Pour Orphée, vous avez choisi la version Berlioz. On sait qu’il y a quatre versions importantes différentes.
C’est la version Berlioz qui me paraît la mieux adaptée à des maisons comme la nôtre. Il ne faut pas oublier que la scène de la Place Neuve est une scène qui est faite pour le Grand opéra. Je pense que la version de Berlioz, cette instrumentation, c’est la plus adéquate pour le dispositif de la salle genevoise. Cela c’est une des raisons. La deuxième, c’est naturellement que j’ai voulu travailler avec Mats Ek. Mats Ek, c’est quelqu’un avec qui j’ai des rapports artistiques de longue date. Mats Ek, je l’ai toujours eu comme chorégraphe, il venait travailler dans mon théâtre en Allemagne, mais ce n’est pas seulement un chorégraphe. J’ai vu pas mal de mises en scène qu’il a faites pour le théâtre de prose. C’est un homme de théâtre, dont les talents, dont le style ne se fixent pas à un genre. Quand il commençait son premier projet de mise en scène d’opéra, quand il a préparé la production à Stockolm d’Orphée et Eurydice, j’étais très curieux de voir ça. Et quand j’ai vu le résultat, j’ai été vraiment très impressionné, et je suis allé tout de suite le trouver et lui ai dit : je veux absolument que tu fasses un projet dans mon nouveau théâtre. On a discuté. Lui voulait absolument refaire, retravailler sa version d’Orphée et Eurydice parce qu’il y avait quelques éléments qu’il voulait changer. Pour moi c’est un projet qui pouvait réunir le travail artistique d’une troupe de ballet et d’un chœur. Et si je regarde la structure de notre maison, ici je n’ai pas de troupe de solistes, les deux seuls instruments collectifs sont le ballet et le chœur. De pouvoir les réunir dans un projet majeur de la saison, cela me paraissait très important, aussi sur le plan artistique et dramaturgique. C’est donc une nouvelle production sur un projet déjà existant.

« Punch & Judy »
© Catherine Ashmore

Il y aura au programme une œuvre contemporaine.
Comme je l’avais déjà annoncé l’année passée, je souhaite toujours inscrire un ouvrage contemporain. On va naturellement faire des créations, mais une création, ça s’organise d’abord beaucoup plus à l’avance, et deuxièmement il faut des moyens considérables. Je pense que la première création aura lieu dans le courant de l’année civile 2012. Maintenant, pour la saison prochaine, je voulais présenter un ouvrage majeur, contemporain, de notre époque. J’avais un compositeur en vue, auquel j’ai promis de réaliser son ouvrage : Oetvos. Ca viendra une année plus tard, parce qu’on était parti sur l’idée d’une co-production, et cette co-production pour des raisons techniques ne pouvait se réaliser, il fallait trouver une autre configuration. Finalement, j’ai pu trouver le projet de Punch & Judy, ce sera la production de l’English National Opera de Daniel Kramer qui a fait un tabac. C’est une production qui a été réalisée au Young Vic de Londres et maintenant, il s’agit de trouver la bonne formule pour présenter au public un ouvrage majeur mais dans un dispositif scénique un peu différent. Alors pour vraiment justifier notre décision d’aller hors les murs, nous présenterons ce spectacle dans une autre salle. Ce sera quelque chose que j’aimerais approfondir dans l’avenir. Quand on propose un spectacle qui n’est pas joué à la Place Neuve, on peut trouver des projets qui se distinguent encore plus du répertoire, pour donner un autre aspect à notre travail.

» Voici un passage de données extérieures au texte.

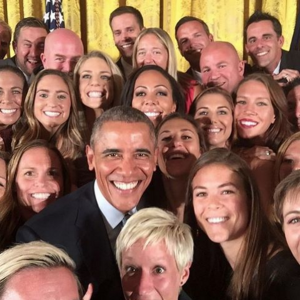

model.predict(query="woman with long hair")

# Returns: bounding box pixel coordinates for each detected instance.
[0,140,71,250]
[187,148,300,300]
[12,69,84,161]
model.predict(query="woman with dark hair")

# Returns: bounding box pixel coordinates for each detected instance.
[0,66,28,152]
[189,87,235,149]
[151,113,206,221]
[234,73,291,156]
[0,140,71,250]
[132,28,202,112]
[283,77,300,132]
[233,73,292,217]
[187,148,300,300]
[121,65,185,126]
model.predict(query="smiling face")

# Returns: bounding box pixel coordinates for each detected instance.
[136,34,169,70]
[279,140,300,181]
[15,147,64,219]
[120,240,189,300]
[14,27,47,76]
[79,57,114,110]
[282,187,300,264]
[0,71,24,127]
[194,94,233,148]
[132,70,176,126]
[192,164,248,248]
[176,21,213,69]
[87,122,156,213]
[246,20,284,74]
[111,13,142,59]
[234,80,275,140]
[0,158,7,200]
[158,119,201,178]
[33,75,71,133]
[200,42,244,93]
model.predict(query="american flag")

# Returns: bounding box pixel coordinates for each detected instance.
[44,0,65,31]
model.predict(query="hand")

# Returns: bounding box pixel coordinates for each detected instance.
[82,283,93,300]
[273,69,300,86]
[238,146,276,161]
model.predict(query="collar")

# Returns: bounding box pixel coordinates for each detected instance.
[94,180,137,229]
[273,60,281,75]
[121,57,132,79]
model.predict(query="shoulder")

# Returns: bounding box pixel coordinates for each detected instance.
[263,250,300,300]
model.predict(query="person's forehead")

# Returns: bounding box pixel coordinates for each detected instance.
[177,20,204,38]
[111,13,138,29]
[247,20,275,37]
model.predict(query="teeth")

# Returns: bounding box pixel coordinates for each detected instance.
[114,181,139,191]
[240,121,258,126]
[145,111,160,118]
[88,92,103,98]
[27,59,38,64]
[207,217,228,224]
[1,108,17,114]
[169,153,185,159]
[121,43,133,48]
[31,193,51,200]
[256,51,268,56]
[207,128,221,133]
[44,111,60,117]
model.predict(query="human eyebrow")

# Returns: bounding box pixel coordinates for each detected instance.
[135,148,151,154]
[283,210,300,218]
[102,148,121,154]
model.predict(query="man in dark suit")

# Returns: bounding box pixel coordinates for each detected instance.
[17,107,157,300]
[245,10,300,85]
[109,6,144,81]
[175,16,213,83]
[0,17,49,81]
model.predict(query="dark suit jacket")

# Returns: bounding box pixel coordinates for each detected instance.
[17,182,124,300]
[280,50,300,72]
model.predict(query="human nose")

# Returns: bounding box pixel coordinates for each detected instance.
[137,271,153,296]
[0,92,12,104]
[144,52,153,65]
[208,195,222,209]
[119,157,136,177]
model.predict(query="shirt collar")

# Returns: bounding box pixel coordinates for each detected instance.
[273,60,281,75]
[94,180,137,229]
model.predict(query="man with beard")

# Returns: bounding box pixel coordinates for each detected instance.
[175,16,213,83]
[0,17,49,81]
[109,6,144,80]
[200,42,245,93]
[245,10,300,85]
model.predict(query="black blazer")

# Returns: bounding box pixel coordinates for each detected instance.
[280,49,300,72]
[16,182,124,300]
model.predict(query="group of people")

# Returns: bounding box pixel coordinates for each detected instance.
[0,6,300,300]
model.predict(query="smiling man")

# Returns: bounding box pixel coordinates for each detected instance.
[175,16,213,83]
[245,10,300,84]
[0,17,49,81]
[200,42,245,93]
[17,106,157,300]
[109,6,144,79]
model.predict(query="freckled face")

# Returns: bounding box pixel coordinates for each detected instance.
[132,70,176,126]
[192,164,248,247]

La distribution sera différente de celle de la création londonienne.
Ce ne seront pas les mêmes chanteurs. Il y aura une distribution genevoise. Mais nous sommes juste en train de finaliser cela.

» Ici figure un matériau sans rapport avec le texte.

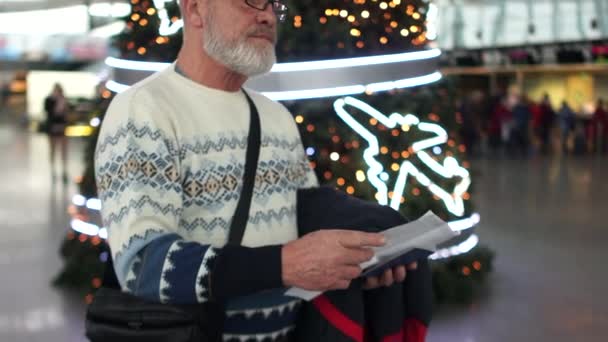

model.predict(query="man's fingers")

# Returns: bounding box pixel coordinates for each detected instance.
[363,277,380,290]
[341,266,361,280]
[339,231,386,248]
[344,248,374,266]
[393,266,407,283]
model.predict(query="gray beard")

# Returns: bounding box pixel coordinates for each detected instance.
[203,18,277,77]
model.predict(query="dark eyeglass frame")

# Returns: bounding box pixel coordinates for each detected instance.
[245,0,289,22]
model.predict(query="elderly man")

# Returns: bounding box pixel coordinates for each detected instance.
[96,0,418,341]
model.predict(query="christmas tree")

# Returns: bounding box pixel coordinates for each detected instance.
[58,0,492,300]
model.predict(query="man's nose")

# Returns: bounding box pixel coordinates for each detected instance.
[256,3,277,28]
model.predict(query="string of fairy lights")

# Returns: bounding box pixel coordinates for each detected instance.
[120,0,436,59]
[67,0,490,303]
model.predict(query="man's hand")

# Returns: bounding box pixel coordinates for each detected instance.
[363,262,418,290]
[282,230,385,291]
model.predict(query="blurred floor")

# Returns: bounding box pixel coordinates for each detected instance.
[0,112,85,342]
[428,157,608,342]
[0,111,608,342]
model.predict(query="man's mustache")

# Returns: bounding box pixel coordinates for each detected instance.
[247,26,277,43]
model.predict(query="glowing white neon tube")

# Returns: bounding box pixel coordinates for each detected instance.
[334,97,471,216]
[106,48,441,73]
[70,219,104,236]
[448,213,481,232]
[262,71,441,101]
[106,71,441,101]
[105,57,171,71]
[367,71,442,93]
[72,195,87,207]
[270,49,441,72]
[106,80,131,93]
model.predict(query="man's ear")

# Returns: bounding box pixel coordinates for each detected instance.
[181,0,207,28]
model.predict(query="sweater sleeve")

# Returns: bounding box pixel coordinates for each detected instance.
[95,94,283,304]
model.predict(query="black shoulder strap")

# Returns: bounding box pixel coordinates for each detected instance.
[103,90,261,289]
[228,91,261,245]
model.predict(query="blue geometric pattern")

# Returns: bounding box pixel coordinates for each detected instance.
[95,84,317,341]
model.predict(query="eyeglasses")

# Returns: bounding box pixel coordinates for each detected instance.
[245,0,288,22]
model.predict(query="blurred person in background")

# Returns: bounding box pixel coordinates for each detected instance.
[44,83,68,183]
[511,96,531,157]
[557,101,576,153]
[590,99,608,153]
[538,94,555,153]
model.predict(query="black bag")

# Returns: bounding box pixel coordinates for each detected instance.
[85,93,261,342]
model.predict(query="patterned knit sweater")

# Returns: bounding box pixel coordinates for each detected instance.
[95,67,317,341]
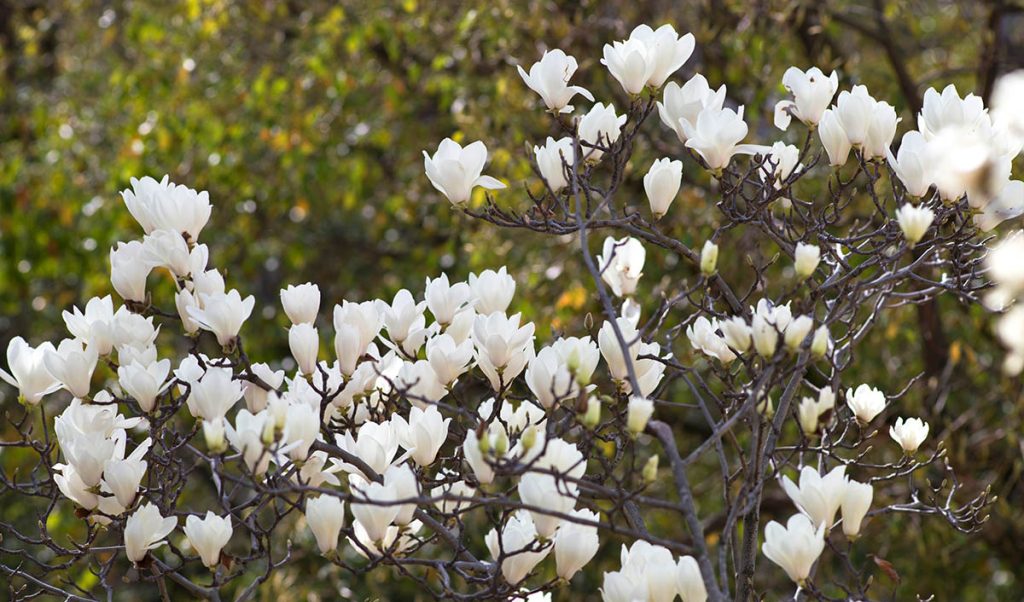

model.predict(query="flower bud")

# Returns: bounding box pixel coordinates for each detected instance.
[626,395,654,434]
[700,241,718,276]
[794,243,821,280]
[203,418,227,454]
[643,454,658,484]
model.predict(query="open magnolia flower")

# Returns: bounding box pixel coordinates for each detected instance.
[0,17,1007,602]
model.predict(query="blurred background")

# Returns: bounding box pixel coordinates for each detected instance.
[0,0,1024,600]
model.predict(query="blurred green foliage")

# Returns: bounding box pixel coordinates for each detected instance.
[0,0,1024,600]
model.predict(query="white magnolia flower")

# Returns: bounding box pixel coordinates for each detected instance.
[185,367,242,421]
[0,337,60,405]
[886,131,933,198]
[483,510,552,585]
[818,109,853,167]
[681,106,764,171]
[281,283,319,325]
[516,48,594,113]
[554,509,600,581]
[889,418,928,454]
[761,514,827,585]
[841,479,874,538]
[121,175,213,241]
[643,158,683,219]
[424,273,473,327]
[111,241,153,303]
[793,243,821,280]
[896,203,935,247]
[597,237,647,297]
[657,74,725,144]
[182,510,234,570]
[188,289,256,347]
[782,466,848,530]
[305,493,345,554]
[288,321,319,376]
[43,339,98,398]
[125,504,178,563]
[473,311,535,391]
[846,383,886,424]
[334,301,384,376]
[100,437,153,508]
[393,405,452,466]
[423,138,505,207]
[775,67,839,130]
[61,295,123,356]
[427,334,473,387]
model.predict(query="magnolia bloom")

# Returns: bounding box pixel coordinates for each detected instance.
[185,367,242,421]
[886,131,932,198]
[281,283,319,325]
[700,241,718,277]
[597,237,647,297]
[889,418,928,456]
[516,48,594,113]
[534,136,577,195]
[100,438,153,509]
[775,67,839,130]
[657,74,725,144]
[182,510,233,570]
[601,541,680,602]
[118,359,171,412]
[423,138,505,207]
[423,273,473,327]
[125,504,178,563]
[334,301,384,377]
[43,339,98,398]
[840,479,874,539]
[643,159,683,219]
[468,265,515,315]
[577,102,626,162]
[896,203,935,247]
[188,289,256,347]
[793,243,821,280]
[427,334,473,387]
[288,321,319,376]
[783,315,814,351]
[681,106,763,171]
[782,466,848,531]
[393,405,452,466]
[554,510,600,581]
[483,510,551,585]
[626,395,654,433]
[121,175,213,241]
[111,241,153,303]
[818,109,853,167]
[761,514,827,586]
[0,337,60,405]
[846,384,886,424]
[676,556,708,602]
[306,495,345,554]
[601,25,695,94]
[473,311,535,391]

Dans le même ordre d’idée il y aura l’Amour des trois Oranges, c’est un peu le même esprit de divertissement…
C’est-à-dire, ça commence déjà cette saison avec Alice in Wonderland. Quand vous voyez les ouvrages qui sont créés aujourd’hui, vous entendez souvent une musique qui n’est pas facile à aborder, vous voyez aussi des thèmes qui sont très symboliques, littéraires, allusifs, sans être vraiment dramatiques ou théâtraux. Alice, une féerie, sujet très connu, quand je l’avais programmé, je ne connaissais pas encore le film. Nous vivons une période où l’on rêve ces féeries, ce n’est pas pour rien que Harry Potter ou d’autres ont fait un tabac. Dans cette optique, j’ai cherché Punch & Judy, et l’Amour des trois oranges pour moi ça a toujours été un sujet absolument merveilleux, fantastique. Cette production me tient spécialement à cœur, parce que j’ai été un grand admirateur de Benno Besson, on se connaissait très bien. Benno n’aimait pas trop l’opéra, il se méfiait toujours de ça. Mais Benno a créé la production à Venise, il l’a reprise en Allemagne. C’est une production qui est toujours d’actualité, c’est un classique.
Enfin, en ce qui concerne les Vêpres siciliennes, ce sera une version de Christoph Loy. J’avais dans l’idée de compléter les Verdi joués à Genève. C’est un opéra peu joué, sans être totalement inconnu du répertoire.

Christof Loy

Danse
Pour ce qui est de la danse, je voulais mettre en avant l’aspect musical. Il y aura deux soirées autour du Clavier bien tempéré de Bach, mais on entendra aussi du Fauré et du Schönberg. Notre invité sera le Tanztheater en accord, à l’époque avec Pina Bausch, qui était une grande amie. Il s’agit de Nefes, l’un de ses derniers travaux, créé en Turquie.

Récitals
Pour moi, les récitals sont l’occasion de présenter dans un cadre plus intime des personnalités du métier. Nous accueillerons ainsi Jennifer Larmore, José Van Dam ou encore Anna Caterina Antonacci.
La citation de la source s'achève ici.